New Fitch High School will be a tough sell

AUSTINTOWN, Ohio (WKBN) — Does the Austintown Local School District really need a new high school?

Those who run the district, along with those who oversee Ohio’s School Facilities Construction Commission, say yes. And on Thursday, a public meeting on the issue was held at the high school they want to replace.

Approximately 50 people, including 15 or so who were school officials, were at the meeting. The design showed a wooded area where the new high school would be built as well as the auditorium, gymnasium and stadium, which would be renovated while the current high school is torn down.

“One of the things is the building does look very nice from the outside. Brick buildings do. But the systems inside are over 50 years old,” Superintendent Vince Colaluca said.

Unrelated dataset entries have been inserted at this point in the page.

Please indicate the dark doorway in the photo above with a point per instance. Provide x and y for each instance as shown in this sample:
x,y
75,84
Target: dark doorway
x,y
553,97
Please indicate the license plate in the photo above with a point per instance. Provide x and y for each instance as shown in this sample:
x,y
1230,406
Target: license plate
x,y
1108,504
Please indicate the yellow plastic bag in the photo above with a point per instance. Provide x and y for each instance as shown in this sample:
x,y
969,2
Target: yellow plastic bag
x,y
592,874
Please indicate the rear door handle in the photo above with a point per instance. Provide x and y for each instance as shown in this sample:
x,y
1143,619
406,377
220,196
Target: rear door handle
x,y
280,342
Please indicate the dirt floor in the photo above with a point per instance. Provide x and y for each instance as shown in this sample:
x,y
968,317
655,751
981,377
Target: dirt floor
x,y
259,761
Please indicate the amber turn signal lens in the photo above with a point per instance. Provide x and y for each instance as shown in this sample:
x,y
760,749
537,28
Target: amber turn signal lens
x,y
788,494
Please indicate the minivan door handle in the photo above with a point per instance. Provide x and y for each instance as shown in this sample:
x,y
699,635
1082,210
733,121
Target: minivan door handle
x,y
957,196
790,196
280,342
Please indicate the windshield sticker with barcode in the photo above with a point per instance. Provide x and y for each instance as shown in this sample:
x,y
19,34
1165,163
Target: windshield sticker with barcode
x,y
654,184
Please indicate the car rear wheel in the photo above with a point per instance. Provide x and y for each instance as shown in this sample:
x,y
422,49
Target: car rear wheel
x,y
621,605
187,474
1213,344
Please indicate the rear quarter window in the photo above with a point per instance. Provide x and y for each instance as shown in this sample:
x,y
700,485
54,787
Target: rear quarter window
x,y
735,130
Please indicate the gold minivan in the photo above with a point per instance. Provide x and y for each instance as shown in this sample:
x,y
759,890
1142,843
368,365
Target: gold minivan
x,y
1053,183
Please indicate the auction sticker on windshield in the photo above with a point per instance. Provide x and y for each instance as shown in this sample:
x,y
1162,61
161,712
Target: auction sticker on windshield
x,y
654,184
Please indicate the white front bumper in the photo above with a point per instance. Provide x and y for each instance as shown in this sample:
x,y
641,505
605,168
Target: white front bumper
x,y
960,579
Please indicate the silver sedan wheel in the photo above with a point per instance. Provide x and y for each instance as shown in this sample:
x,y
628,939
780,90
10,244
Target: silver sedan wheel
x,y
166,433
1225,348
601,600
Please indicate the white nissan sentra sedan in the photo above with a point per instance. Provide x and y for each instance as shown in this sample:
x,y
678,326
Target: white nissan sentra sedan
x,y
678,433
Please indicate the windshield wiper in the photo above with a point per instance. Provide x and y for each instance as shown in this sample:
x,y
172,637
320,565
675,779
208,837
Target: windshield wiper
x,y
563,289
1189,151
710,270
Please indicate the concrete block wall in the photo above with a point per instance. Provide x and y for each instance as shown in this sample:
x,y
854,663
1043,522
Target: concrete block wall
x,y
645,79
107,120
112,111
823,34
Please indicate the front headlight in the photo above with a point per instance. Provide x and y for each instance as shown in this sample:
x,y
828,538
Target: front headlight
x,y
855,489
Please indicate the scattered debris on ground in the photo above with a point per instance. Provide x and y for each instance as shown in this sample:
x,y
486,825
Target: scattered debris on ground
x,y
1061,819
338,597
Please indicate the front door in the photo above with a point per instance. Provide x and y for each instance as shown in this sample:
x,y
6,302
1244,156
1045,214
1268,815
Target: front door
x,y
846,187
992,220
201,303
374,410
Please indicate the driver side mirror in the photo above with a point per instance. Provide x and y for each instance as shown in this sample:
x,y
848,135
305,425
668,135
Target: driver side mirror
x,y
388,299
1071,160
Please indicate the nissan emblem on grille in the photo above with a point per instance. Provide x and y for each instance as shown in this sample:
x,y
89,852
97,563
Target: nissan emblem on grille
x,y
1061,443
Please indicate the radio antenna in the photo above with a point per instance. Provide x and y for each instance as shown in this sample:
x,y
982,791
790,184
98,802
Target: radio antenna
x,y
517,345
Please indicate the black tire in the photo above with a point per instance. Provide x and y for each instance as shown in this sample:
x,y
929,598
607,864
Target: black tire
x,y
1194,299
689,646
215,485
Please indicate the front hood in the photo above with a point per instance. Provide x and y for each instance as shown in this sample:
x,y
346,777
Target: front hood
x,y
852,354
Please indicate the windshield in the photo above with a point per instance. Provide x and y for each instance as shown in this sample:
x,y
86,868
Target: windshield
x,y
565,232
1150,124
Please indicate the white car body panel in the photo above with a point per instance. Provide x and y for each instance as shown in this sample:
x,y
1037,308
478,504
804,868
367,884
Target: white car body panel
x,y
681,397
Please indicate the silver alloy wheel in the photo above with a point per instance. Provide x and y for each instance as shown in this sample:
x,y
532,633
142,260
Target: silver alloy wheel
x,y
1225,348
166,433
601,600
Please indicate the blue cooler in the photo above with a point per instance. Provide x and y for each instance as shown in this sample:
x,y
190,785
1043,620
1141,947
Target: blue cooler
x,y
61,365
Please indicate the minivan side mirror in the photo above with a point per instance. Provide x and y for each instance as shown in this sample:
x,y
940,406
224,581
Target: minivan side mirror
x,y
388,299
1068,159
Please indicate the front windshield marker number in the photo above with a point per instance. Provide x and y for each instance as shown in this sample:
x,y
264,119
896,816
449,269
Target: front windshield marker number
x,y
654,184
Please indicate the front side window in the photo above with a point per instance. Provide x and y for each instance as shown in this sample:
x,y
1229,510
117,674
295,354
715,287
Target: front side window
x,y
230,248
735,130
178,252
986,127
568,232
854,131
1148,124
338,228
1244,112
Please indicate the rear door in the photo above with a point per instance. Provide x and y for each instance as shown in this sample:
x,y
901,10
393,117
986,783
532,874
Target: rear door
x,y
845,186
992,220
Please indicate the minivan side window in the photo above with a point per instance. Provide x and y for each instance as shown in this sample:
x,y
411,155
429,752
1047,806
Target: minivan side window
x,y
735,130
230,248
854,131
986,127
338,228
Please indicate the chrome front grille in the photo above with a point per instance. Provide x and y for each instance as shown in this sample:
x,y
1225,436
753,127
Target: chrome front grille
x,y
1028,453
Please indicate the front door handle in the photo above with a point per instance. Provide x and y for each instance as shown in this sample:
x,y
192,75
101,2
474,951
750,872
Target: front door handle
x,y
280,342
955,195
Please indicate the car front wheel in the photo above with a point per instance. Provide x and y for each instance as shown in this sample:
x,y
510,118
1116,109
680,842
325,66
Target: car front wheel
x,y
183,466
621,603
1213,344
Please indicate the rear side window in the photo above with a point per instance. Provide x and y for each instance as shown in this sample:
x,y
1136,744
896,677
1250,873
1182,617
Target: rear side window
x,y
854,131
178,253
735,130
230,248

The state would provide $31 million. A 4.1-mill 37-year bond issue will be on the May 6 ballot for Austintown’s $37 million share, plus $9 million to renovate the gym, auditorium and stadium.

The total cost for everything is $77 million.

“As a parent, are you going to decide to continue sending your children to Austintown schools?,” said bond issue committee co-chair Lori Gavalier, who is a Fitch alum.

She said she is concerned that without a new building, students will leave the district.

“We don’t want to lose our good students, and the students we’re going to lose are going to be the cream of the crop,” Gavalier said.

Senior Francisca Perez-Diaz gave one of the night’s speeches, describing what it’s really like in the school.

“The reality is when anything bad happens at school, we’re not surprised because after all, you’re at Fitch High School,” Perez-Diaz said.

A representative from the painters and glazers union asked that the work be given to local unions, which was a promise that could not be made. However, the majority of the work at Austintown’s other new schools was done locally.

Will this be a tough sell?

“Yes. That’s why we’re trying to get the information out there, get the facts out there, so the people know how to vote at election time,” Gavalier said.